Dari Camp David, kami mulai mendaki gunung yang terakhir meletus tahun 2002 itu. Di awal-awal pendakian, kami menemui trek berbatu yang cukup landai.

Banyak pendaki mengatakan trek di Gunung Papandayan cukup baik untuk pendaki pemula. Sebab, treknya cenderung tidak terlalu sulit untuk ditaklukkan. Untuk pendakian sendiri, setiap orang perlu membeli tiket masuk Rp 20 ribu per orang untuk hari kerja dan Rp 30 ribu untuk hari libur. 

Terbukti di awal pendakian meskipun terasa menanjak, tetapi jalur pendakian berbatu itu lebih banyak "bonus"-nya. Bonus yang dimaksud adalah trek datar, sehingga usaha menaiki gunung pun lebih ringan.

Jalur pendakian Gunung Papandayan. Sumber: Liputan6.com/Unoviana Kartika

Pos demi pos kami lewati. Pemandangan sekitar kami sungguh membantu menjaga semangat. Tebing-tebing dan hamparan gunung hijau kontras dengan trek berbatu yang kami lewati. Sementara langit semakin gelap dan berkabut di atas kami.

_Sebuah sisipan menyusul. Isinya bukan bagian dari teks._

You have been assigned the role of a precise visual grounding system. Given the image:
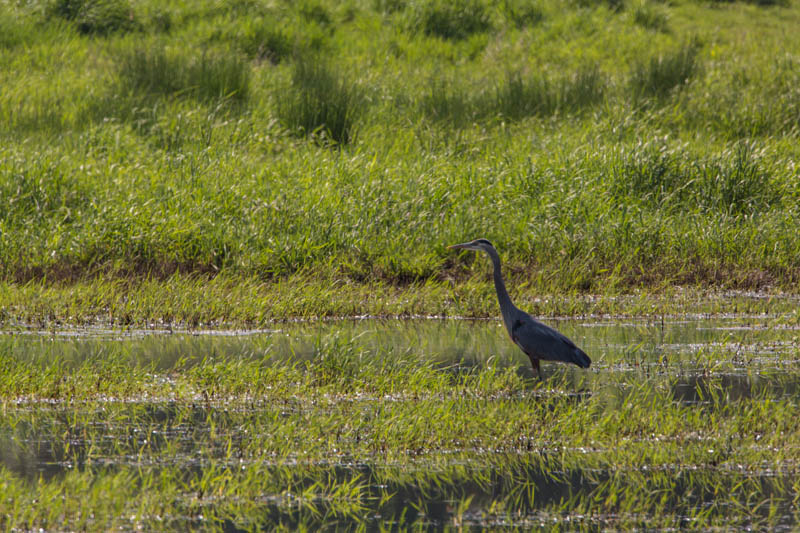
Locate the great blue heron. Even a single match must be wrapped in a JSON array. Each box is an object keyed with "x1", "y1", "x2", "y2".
[{"x1": 449, "y1": 239, "x2": 592, "y2": 378}]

Setelah melewati trek seperti tangga, indra penciuman kami mulai terganggu dengan bau belerang. Lama-kelamaan, bau makin menyengat, menandakan kami telah dekat dengan kawah belerang.

Panorama Gunung Papandayan memang sanggup buat kamu terpana.

Kawah belerang memang merupakan salah satu daya tarik Gunung Papandayan. Di gunung ini, terdapat 14 kawah aktif yang mengeluarkan asap.

Selanjutnya, kami menjumpai tempat yang disebut Bundaran oleh warga sekitar. Di sini terdapat sejumlah percabangan. Kami pun memilih satu jalur yang terlihat lebih terjal tetapi lebih pendek. Sementara jalur lainnya lebih landai, tetapi melewati aliran sungai yang cukup deras ketika hujan.

Kedua trek itu sebenarnya berupa hutan. Meskipun dikelilingi pepohonan yang sejuk, sebelah kami adalah jurang. Sehingga, pendaki perlu berhati-hati. Apalagi, hujan mulai turun ketika kami melewatinya.

Setelah melewati trek yang cukup terjal, kami menjumpai hutan mati. Pepohonan yang terkena erupsi Gunung Papandayan 2002 silam telah mengering. Berdiri di lumpur putih, pepohonan yang telah menghitam itu pun tampak sangat kontras. Ditambah kabut dari puncak, pemandangan pun terasa begitu dramatis.

Hutan mati di Gunung Papandayan. Sumber: Liputan6.com/Unoviana Kartika

Tak jauh dari hutan mati, kami tiba di Pondok Salada. Tempat ini merupakan lokasi kemah para pendaki. Jika pendaki ingin berkemah, maka lokasi ini sangat cocok. Sekitarnya terdapat warung yang menjual makanan dan minuman.

Jika ingin memasak, maka tak perlu khawatir dengan sumber air. Terdapat mata air yang sudah dipasangi instalasi bambu yang membuat air lebih mudah mengalir. Peristirahatan di Pondok Salada terasa lebih menyenangkan, dengan banyaknya tumbuhan edelweis yang juga menjadi satu lagi daya tarik dari Gunung Papandayan.

Setelah melepas lelah di Pondok Salada usai sekitar 3 jam mendaki, Anda dapat memilih ingin melanjutkan ke puncak atau turun lagi.